Phospholipase A₂ (PLA₂; EC 3.1.3.4) catalyzes the first step of the production of proinflammatory compounds collectively known as eicosanoids. The binding of phospholipid substrates to PLA₂ occurs through a well formed hydrophobic channel. Surface plasmon resonance studies have shown that niflumic acid binds to Naja naja sagittifera PLA₂ with an affinity that corresponds to a dissociation constant (K_d) of 4.3 × 10^-5 M. Binding studies of PLA₂ with niflumic acid were also carried out using a standard PLA₂ kit that gave an approximate binding constant, K_i, of 1.26 ± 0.05 × 10^-6 M. Therefore, in order to establish the viability of PLA₂ as a potential target molecule for drug design against inflammation, arthritis and rheumatism, the three-dimensional structure of the complex of PLA₂ with the known anti-inflammatory agent niflumic acid {2-[3-(trifluoromethyl)anilino]nicotinic acid} has been determined at 2.5 Å resolution.

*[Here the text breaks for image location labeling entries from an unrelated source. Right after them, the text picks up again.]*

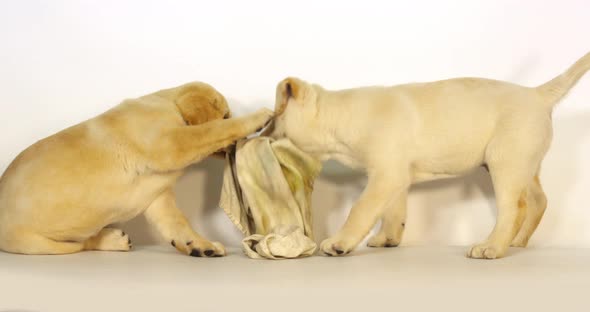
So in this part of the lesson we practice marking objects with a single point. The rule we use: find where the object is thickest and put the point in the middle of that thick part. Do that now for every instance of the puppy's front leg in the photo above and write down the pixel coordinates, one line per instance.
(183, 146)
(393, 224)
(379, 193)
(174, 227)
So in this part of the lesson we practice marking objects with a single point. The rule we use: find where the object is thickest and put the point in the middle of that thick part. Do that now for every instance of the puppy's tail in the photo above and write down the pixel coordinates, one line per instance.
(554, 90)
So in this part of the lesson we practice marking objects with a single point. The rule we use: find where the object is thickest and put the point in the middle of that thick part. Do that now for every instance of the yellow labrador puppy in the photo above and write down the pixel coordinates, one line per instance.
(423, 131)
(60, 194)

The structure of the complex has been refined to an R factor of 0.187. The structure determination reveals the presence of one niflumic acid molecule at the substrate-binding site of PLA₂. It shows that niflumic acid interacts with the important active-site residues His48 and Asp49 through two water molecules. It is observed that the niflumic acid molecule is completely buried in the substrate-binding hydrophobic channel. The conformations of the binding site in PLA₂ as well as that of niflumic acid are not altered upon binding. However, the orientation of the side chain of Trp19, which is located at the entry of the substrate-binding site, has changed from that found in the native PLA₂, indicating its familiar role.